A lot has changed in the past few decades, which requires new thinking and practices in leading and executing organization change. The speed of most changes, the number of simultaneous changes, the significance of technological changes that affect how work is done, the increased forms of diversities in the workforce, the economic major shifts and volatilities, and the global interdependencies that have emerged as new realities. These multiple ways that our world is different are providing continuous changes and changes that have become part of necessary and regular work for many people. All environmental sectors are changing, our people are changing in many different ways, the competitive business world is changing with efficiencies and innovations, and our ways of leading and executing change needs to refresh and reinvent.
The significance of learning in change has also shifted greatly. When we understood our organizations, how all operated and functioned, our context was remaining mostly similar, and we believed we had right answers for most of the problems or situations we faced, we did not need to put a lot of effort into creating learning to give us new understandings, new ideas, and innovative answers. Then new forms of change rapidly became commonplace: digital transformations, rapid changes hitting harder and faster, volatile impacts of changes, multiple happening simultaneously and all coming with more unknowns than we have ever experienced.
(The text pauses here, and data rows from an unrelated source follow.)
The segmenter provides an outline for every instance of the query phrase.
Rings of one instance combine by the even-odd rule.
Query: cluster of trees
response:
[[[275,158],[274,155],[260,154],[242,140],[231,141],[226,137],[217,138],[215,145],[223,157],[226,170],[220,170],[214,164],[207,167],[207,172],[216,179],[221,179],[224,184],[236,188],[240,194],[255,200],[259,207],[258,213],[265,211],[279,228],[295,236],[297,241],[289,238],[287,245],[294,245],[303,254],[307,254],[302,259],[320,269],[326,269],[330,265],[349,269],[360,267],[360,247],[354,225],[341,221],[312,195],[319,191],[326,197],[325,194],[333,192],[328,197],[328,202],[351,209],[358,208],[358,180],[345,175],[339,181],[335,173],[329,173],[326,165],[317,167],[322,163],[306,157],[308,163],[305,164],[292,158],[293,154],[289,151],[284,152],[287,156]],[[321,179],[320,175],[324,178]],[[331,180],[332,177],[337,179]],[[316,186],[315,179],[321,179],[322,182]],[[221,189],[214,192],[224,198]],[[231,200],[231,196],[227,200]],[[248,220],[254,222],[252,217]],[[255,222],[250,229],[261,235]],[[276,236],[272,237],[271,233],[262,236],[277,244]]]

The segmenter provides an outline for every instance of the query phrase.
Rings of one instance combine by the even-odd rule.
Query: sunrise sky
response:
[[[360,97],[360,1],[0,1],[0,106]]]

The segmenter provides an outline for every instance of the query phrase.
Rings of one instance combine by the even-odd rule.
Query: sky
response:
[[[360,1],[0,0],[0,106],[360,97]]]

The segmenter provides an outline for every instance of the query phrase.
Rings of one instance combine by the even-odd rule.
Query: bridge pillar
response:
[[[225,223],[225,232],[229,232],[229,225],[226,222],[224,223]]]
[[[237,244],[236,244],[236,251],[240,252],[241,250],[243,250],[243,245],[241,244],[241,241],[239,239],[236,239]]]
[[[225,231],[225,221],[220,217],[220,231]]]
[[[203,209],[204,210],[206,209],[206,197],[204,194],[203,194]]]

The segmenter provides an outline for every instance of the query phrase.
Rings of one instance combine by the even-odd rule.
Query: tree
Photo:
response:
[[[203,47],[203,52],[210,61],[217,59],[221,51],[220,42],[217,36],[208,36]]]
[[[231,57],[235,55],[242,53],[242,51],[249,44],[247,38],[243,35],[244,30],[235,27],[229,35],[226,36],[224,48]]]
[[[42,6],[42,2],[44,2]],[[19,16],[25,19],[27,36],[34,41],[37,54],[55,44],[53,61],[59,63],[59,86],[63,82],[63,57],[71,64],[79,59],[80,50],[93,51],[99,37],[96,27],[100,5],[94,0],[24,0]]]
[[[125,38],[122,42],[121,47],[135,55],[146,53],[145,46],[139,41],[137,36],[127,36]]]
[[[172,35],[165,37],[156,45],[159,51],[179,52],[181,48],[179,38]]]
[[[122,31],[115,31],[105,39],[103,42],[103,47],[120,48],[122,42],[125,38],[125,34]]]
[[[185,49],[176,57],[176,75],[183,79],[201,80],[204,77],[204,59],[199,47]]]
Now we need to learn as part of our change processes. We can’t start off with a clear understanding of what is needed and how to execute it and we may not have many good ideas of how to lead these changes. It was similar when Organization Development was first starting and people like Kurt Lewin created action research as a way to collaborate with people in the system, with expertise and experiences, in collecting data, making sense and deciding on actions to experiment. Many challenges and problems didn’t have well-documented answers and needed a way to use the knowledge and skills of people closest to the work to innovate new ways to do something differently. And now we need to think the same way, with open minds, to learn what is new to us and new ways to take actions.